As disease penetrance for BrS is incomplete and age-related, genetic testing may be used for diagnosis and for the screening of at-risk family members. In 2013, the Heart Rhythm Society (HRS)/European Heart Rhythm Association (EHRA)/Asia-Pacific Heart Rhythm Society (APHRS) expert consensus stated that comprehensive or BrS1 (SCN5A)-targeted genetic testing could be useful for patients for whom a cardiologist has established a clinical index of suspicion for BrS based on the patient’s clinical history, family history, and the resting surface 12-lead ECGs and/or provocative drug challenge testing) (9). To date, over 20 genes have been reported to be associated with BrS and are routinely tested as single-gene causes for this condition on a variety of clinical genetic testing panels worldwide. Hosseini et al.’s evidence-based review of genes reported to cause BrS and routinely clinically tested in patients indicated that 20 of 21 genes lacked sufficient genetic evidence to support their causality for BrS (26). Furthermore, ancestral differences also impact the interpretation of classification of pathogenicity of variants identified from BrS patients (27). The causality of BrS-associated genes is much disputed; many of these genes demand further research but may be clinically validated in the future.

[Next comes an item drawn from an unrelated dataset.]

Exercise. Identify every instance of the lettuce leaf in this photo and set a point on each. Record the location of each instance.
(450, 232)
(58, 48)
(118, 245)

Although controversies still exist, more than two decades of extensive research in BrS has helped physicians and researchers to gain a better understanding of the overall spectrum of the condition, including its molecular pathophysiology, genetic background, and disease management. Sanger sequencing, which was considered as the gold standard technology for DNA sequencing, was applied for the mutation screening of BrS (28). However, recent years have seen the development of new technologies that provide high-throughput screening, such as microarrays, whole-exome sequencing, and whole-genome sequencing, which are able to identify a variant at a single nucleotide resolution in relatively medium- to large-sized genomic regions. These technological genomic advancements enable the detection of genetic variations in patients, with high accuracy and reduced cost (24,29-32). Therefore, it is only a matter of time before the puzzle of genetics in BrS is solved.